Mr. Lazarus is involved in the field of Agri-business and strongly believes the economy of the Solomon Islands can be built on downstream processing of local products.

He is excited that members of the private sector have attended the workshop, more so young people who have come to learn of the various concepts and probably add value to their products.

“The knowledge learned is very relevant to my company and other food processing companies in the Solomon Islands,” Mr. Lazarus said
These sentiments were shared by Claudine Watoto, owner of Island Agro Fresh who said “this workshop and the topics covered are very important, especially for us who want to export our local products. It’s been an eye-opener for many of us.”

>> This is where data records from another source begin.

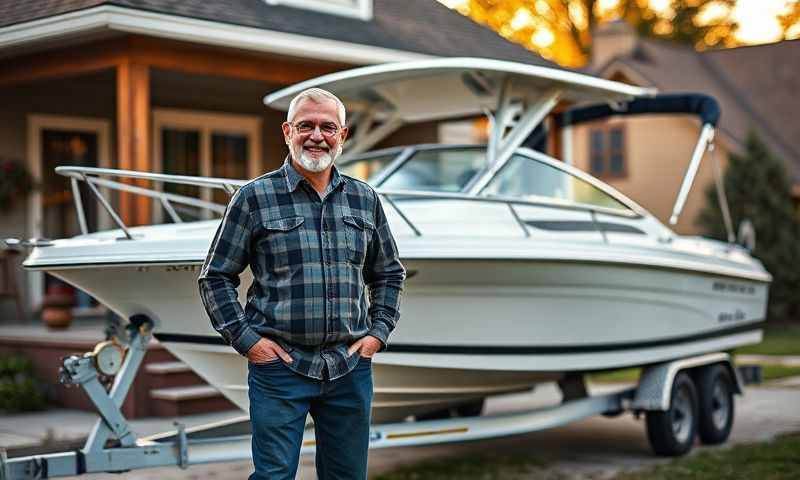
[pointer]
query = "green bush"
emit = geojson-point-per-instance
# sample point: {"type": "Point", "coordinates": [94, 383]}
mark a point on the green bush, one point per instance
{"type": "Point", "coordinates": [758, 188]}
{"type": "Point", "coordinates": [20, 391]}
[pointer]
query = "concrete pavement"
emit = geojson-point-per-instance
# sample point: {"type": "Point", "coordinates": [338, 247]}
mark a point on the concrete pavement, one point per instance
{"type": "Point", "coordinates": [593, 448]}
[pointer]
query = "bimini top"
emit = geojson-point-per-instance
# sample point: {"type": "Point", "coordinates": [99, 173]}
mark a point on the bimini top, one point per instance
{"type": "Point", "coordinates": [453, 87]}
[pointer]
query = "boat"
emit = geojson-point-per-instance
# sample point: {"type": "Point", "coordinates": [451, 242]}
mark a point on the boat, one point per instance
{"type": "Point", "coordinates": [521, 268]}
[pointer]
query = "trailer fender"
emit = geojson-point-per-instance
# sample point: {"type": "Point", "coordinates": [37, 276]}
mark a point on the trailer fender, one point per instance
{"type": "Point", "coordinates": [655, 383]}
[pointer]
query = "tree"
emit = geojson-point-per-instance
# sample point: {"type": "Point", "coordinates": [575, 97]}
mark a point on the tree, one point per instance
{"type": "Point", "coordinates": [790, 21]}
{"type": "Point", "coordinates": [561, 30]}
{"type": "Point", "coordinates": [758, 188]}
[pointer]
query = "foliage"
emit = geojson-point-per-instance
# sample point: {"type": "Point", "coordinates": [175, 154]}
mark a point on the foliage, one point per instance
{"type": "Point", "coordinates": [508, 466]}
{"type": "Point", "coordinates": [20, 391]}
{"type": "Point", "coordinates": [15, 182]}
{"type": "Point", "coordinates": [561, 30]}
{"type": "Point", "coordinates": [682, 21]}
{"type": "Point", "coordinates": [758, 188]}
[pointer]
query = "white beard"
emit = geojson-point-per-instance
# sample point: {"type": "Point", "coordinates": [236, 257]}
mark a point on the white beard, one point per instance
{"type": "Point", "coordinates": [313, 165]}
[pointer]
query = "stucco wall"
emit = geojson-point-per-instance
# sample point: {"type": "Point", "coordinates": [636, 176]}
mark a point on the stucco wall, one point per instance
{"type": "Point", "coordinates": [658, 150]}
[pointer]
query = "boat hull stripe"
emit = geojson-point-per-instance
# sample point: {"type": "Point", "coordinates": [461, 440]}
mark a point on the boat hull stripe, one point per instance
{"type": "Point", "coordinates": [508, 350]}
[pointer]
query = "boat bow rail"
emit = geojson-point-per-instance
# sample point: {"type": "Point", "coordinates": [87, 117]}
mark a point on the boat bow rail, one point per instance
{"type": "Point", "coordinates": [94, 177]}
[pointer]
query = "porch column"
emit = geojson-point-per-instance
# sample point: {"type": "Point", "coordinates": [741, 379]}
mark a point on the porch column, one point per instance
{"type": "Point", "coordinates": [133, 136]}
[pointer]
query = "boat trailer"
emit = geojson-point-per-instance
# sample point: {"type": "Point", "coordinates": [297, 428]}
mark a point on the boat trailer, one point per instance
{"type": "Point", "coordinates": [112, 446]}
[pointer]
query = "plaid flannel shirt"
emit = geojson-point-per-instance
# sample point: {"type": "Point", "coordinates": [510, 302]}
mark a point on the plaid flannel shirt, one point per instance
{"type": "Point", "coordinates": [311, 257]}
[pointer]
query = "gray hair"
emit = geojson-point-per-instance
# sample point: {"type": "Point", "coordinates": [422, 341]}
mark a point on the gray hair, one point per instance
{"type": "Point", "coordinates": [316, 95]}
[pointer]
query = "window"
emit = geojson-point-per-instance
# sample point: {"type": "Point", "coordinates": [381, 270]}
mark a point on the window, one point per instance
{"type": "Point", "coordinates": [204, 144]}
{"type": "Point", "coordinates": [528, 179]}
{"type": "Point", "coordinates": [607, 151]}
{"type": "Point", "coordinates": [361, 9]}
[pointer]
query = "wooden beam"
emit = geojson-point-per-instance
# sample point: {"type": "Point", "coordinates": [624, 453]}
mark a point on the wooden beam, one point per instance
{"type": "Point", "coordinates": [133, 136]}
{"type": "Point", "coordinates": [204, 60]}
{"type": "Point", "coordinates": [75, 60]}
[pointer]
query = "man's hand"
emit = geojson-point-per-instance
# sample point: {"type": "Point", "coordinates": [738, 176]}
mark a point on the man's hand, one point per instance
{"type": "Point", "coordinates": [265, 350]}
{"type": "Point", "coordinates": [366, 346]}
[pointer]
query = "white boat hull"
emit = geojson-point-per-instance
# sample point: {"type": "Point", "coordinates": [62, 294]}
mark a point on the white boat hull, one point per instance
{"type": "Point", "coordinates": [475, 328]}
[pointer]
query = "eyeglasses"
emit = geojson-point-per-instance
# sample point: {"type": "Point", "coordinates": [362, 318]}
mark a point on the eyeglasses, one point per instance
{"type": "Point", "coordinates": [328, 129]}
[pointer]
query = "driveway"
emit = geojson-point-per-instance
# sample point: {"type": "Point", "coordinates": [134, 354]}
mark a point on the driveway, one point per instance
{"type": "Point", "coordinates": [597, 447]}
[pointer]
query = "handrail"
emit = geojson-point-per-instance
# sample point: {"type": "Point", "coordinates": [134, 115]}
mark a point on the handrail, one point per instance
{"type": "Point", "coordinates": [91, 176]}
{"type": "Point", "coordinates": [220, 183]}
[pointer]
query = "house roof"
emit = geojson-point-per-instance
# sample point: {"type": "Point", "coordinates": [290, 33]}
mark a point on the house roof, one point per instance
{"type": "Point", "coordinates": [753, 85]}
{"type": "Point", "coordinates": [418, 26]}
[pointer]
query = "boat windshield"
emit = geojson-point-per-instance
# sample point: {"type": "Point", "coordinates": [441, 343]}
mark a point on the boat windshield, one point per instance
{"type": "Point", "coordinates": [367, 168]}
{"type": "Point", "coordinates": [529, 179]}
{"type": "Point", "coordinates": [437, 170]}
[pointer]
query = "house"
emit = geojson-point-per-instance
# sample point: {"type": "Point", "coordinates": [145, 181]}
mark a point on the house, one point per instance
{"type": "Point", "coordinates": [177, 87]}
{"type": "Point", "coordinates": [646, 157]}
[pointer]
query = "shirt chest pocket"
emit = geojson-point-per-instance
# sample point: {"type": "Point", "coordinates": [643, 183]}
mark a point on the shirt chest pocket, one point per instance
{"type": "Point", "coordinates": [358, 232]}
{"type": "Point", "coordinates": [283, 243]}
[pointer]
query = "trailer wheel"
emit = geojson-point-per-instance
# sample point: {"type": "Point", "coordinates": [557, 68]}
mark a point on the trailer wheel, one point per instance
{"type": "Point", "coordinates": [715, 389]}
{"type": "Point", "coordinates": [672, 432]}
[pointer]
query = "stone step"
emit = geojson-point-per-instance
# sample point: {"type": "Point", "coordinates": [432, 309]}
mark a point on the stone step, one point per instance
{"type": "Point", "coordinates": [187, 400]}
{"type": "Point", "coordinates": [192, 392]}
{"type": "Point", "coordinates": [171, 374]}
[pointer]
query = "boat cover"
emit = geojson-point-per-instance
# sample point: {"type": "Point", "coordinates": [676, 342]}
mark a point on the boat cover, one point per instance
{"type": "Point", "coordinates": [703, 106]}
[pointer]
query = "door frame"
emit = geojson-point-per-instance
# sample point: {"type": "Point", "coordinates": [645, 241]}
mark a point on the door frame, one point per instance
{"type": "Point", "coordinates": [36, 124]}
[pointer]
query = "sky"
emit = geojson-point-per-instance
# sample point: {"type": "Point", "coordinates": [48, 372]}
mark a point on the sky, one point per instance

“It has allowed us to think on what needs to be improved, and identify where the gaps are,” She added.

Trade Commissioner in the Ministry of Foreign Affairs and External Trade, Barret Salato said PACER Plus will help Pacific Island countries become active partners in, and benefit from the regional and global trading system.

He said this in turn will create new opportunities for economic growth, jobs and raising living standards.

He hoped the workshop will enhance participants understanding on the PACER Plus SPS and TBT measures and obligations, and enable them to adhere and adopt best practices in their day-to-day operations to meet standards set out and negotiated under trade agreements such as PACER Plus.

The two-day workshop brought together key stakeholders from the government, private sector, and non-governmental organisations in Solomon Islands. The event ensured that relevant government officials, importers, exporters, farmers, women groups, youth, community groups, and all those involved in trade are well-informed and updated on SPS and TBT measures, as well as their implementation when engaging in trade activities with other parties of PACER Plus.